The Indigenous Digital Archive is an open source crowdsourcing platform that includes tools to help prepare archival source material for the project, and tools to manage the taxonomy that emerges from it. The project is developed for the Museum of Indian Arts and Culture in Santa Fe. The archive will enable engagement with authentic public documents of community history, government actions, and civic life in New Mexico. The first phase will focus on open public records related to land and to the government Indian Boarding Schools from the late 1800s into the 1920s and 30s.
The project builds on digital images of over 120 linear feet of United States government records on captured on microfilm in the 1970s, amounting to approximately 0.5m pages of letters, reports, photographs and administrative material relating to the Indian Schools program in the South West from the Indian Wars of the 1800s to the 1930s.
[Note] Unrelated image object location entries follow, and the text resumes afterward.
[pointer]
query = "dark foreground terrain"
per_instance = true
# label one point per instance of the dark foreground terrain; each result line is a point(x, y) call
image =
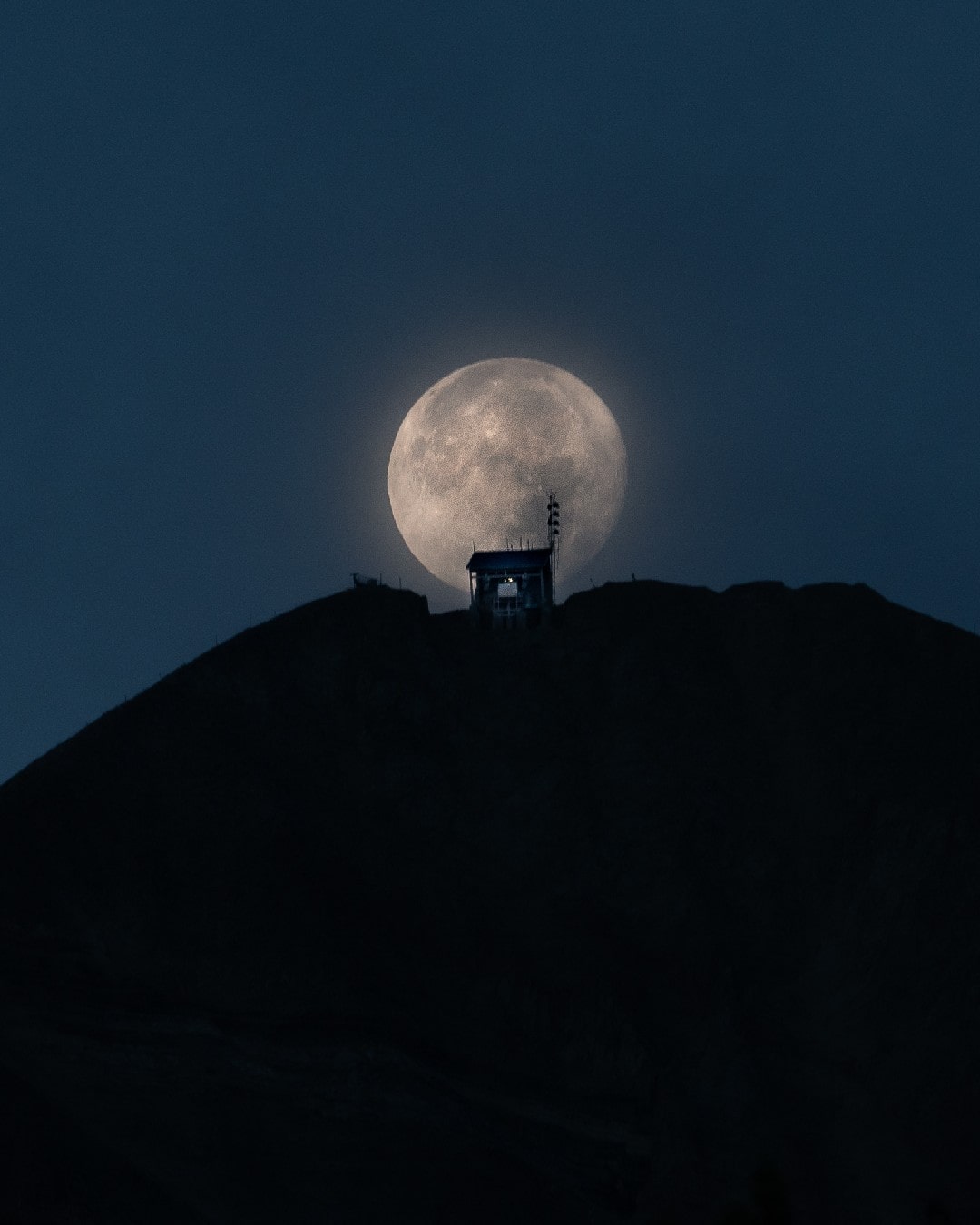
point(669, 914)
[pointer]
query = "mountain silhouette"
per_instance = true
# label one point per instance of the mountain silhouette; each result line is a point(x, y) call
point(669, 913)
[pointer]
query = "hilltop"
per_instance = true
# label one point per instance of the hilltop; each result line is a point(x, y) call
point(365, 916)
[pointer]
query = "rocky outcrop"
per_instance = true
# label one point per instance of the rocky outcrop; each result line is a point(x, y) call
point(365, 916)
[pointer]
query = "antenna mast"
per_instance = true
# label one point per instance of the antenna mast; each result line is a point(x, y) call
point(554, 528)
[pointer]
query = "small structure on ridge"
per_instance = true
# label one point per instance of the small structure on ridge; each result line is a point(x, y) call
point(514, 588)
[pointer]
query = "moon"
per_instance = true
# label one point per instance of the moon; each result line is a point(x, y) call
point(476, 455)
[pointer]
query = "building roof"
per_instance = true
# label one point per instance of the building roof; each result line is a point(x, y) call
point(512, 560)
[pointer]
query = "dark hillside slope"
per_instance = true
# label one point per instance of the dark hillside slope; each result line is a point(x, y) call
point(369, 916)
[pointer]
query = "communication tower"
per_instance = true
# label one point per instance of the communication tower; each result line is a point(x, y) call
point(554, 528)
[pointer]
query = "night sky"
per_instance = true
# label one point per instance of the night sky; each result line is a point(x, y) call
point(239, 240)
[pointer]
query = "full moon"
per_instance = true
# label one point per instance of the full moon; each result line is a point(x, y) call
point(475, 457)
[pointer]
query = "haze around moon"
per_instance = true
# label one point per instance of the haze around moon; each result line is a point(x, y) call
point(476, 455)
These records have never before been readily available to the people and communities they relate to. Native Americans and other volunteers will be directly working with the platform on this material as part of the crowdsourcing activities and the results will be available to all.
This source material is not described in fine detail in electronic format; the raw material comprises microfilm rolls each of which typically has over 1000 images. The platform aims to produce richly described and categorised records at a much finer level of detail - individual letters and reports, rather than units dictated by the microfilm medium.
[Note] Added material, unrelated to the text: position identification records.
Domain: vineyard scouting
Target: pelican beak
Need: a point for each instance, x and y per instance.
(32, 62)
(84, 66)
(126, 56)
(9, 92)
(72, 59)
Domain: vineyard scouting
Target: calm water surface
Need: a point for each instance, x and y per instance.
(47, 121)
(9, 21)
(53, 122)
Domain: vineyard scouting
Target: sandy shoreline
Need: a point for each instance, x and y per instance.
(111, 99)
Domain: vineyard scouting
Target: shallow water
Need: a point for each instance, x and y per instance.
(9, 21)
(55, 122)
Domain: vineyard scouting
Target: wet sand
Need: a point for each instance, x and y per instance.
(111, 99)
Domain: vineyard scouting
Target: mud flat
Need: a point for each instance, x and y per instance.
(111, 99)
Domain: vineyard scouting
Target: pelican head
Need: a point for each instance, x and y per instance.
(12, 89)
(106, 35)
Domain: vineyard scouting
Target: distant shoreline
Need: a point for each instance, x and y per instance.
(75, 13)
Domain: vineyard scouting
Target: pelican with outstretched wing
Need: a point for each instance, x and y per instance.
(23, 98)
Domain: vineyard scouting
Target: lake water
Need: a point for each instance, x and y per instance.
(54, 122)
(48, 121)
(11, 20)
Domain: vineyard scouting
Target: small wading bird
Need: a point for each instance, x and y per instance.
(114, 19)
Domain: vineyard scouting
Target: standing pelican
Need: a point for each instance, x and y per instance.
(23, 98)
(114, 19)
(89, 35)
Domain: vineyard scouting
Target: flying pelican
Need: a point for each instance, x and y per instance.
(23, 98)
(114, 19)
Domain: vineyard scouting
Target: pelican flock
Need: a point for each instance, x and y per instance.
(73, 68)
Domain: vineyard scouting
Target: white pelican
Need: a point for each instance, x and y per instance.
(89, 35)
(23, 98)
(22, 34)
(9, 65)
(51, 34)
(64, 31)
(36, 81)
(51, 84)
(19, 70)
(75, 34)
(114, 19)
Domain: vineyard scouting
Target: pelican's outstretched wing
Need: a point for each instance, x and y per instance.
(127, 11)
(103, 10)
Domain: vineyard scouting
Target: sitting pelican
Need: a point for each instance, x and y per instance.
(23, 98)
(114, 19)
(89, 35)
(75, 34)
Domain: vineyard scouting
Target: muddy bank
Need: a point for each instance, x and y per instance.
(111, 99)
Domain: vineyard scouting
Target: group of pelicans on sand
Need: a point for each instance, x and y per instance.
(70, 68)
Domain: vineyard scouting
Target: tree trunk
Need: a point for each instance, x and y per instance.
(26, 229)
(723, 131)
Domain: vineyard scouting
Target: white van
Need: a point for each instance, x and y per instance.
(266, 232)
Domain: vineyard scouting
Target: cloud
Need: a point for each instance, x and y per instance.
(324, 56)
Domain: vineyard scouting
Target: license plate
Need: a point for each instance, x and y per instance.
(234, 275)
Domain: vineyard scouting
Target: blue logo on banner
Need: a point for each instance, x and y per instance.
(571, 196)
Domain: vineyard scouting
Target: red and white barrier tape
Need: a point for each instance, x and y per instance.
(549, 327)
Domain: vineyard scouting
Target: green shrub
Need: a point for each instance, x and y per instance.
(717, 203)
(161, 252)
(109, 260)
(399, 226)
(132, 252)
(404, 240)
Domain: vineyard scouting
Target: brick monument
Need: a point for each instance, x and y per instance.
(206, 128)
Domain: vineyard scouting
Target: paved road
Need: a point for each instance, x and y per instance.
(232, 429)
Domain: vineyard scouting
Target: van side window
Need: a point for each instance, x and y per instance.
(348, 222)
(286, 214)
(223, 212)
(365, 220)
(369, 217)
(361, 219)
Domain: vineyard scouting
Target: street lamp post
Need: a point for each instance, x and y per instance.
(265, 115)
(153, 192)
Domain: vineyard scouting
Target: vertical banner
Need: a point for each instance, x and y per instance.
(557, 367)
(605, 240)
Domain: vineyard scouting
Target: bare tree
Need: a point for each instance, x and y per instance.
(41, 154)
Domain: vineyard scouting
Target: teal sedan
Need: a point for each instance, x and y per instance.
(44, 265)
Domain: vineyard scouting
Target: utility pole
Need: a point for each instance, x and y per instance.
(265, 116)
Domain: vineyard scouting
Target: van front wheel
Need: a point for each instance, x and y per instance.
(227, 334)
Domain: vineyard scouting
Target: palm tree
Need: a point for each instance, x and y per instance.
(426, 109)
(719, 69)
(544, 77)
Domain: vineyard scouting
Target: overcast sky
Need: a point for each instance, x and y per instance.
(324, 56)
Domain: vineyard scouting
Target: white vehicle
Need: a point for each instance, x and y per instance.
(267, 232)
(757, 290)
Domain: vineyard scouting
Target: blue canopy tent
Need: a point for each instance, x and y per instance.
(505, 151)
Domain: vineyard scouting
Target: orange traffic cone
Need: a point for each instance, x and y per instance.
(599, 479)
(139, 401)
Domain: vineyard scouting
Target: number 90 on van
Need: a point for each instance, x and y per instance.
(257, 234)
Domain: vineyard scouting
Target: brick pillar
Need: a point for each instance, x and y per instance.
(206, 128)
The solution uses Digital Library Cloud Services (DLCS) components integrated with the Omeka S Collection Management System to provide a IIIF-powered collaborative archive platform. The structure of the archive itself is generated by users of the platform using the Sorting Room tool, archival units (individual letters, reports etc) are then identified from larger sets by volunteers and project administrators.
As record-size archival units are identified, they get fed through the text pipeline of the DLCS. Documents are assessed for their ability to be OCRed, text extracted where possible, and named entity recognition applied to that text. People, places, schools, tribes and other terms are extracted, and optionally matched to external controlled vocabularies. As more text is processed the growing body of entities can be refined and managed through the Topic Manager tool (see Applications section) - identifying OCR mistakes, misclassification of terms, duplicates and synonyms.
These automated and human-assisted processes quickly build up a navigable set of documents, using the recognised and refined entities to generate a generous interface, encouraging exploration and discovery. Users can add to the growing body of entities, tag other material not amenable to OCR, transcribe more documents by hand, comment on the archival units and individual images, and provide their own narratives for the subjects presented.
The project is funded by an IMLS National Leadership Grant and further prototyping funding from the Knight Foundation. The Museum of Indian Arts and Culture is conducting the Indigenous Digital Archive project in collaboration with the New Mexico State Library Tribal Libraries Program and the Indian Pueblo Cultural Center.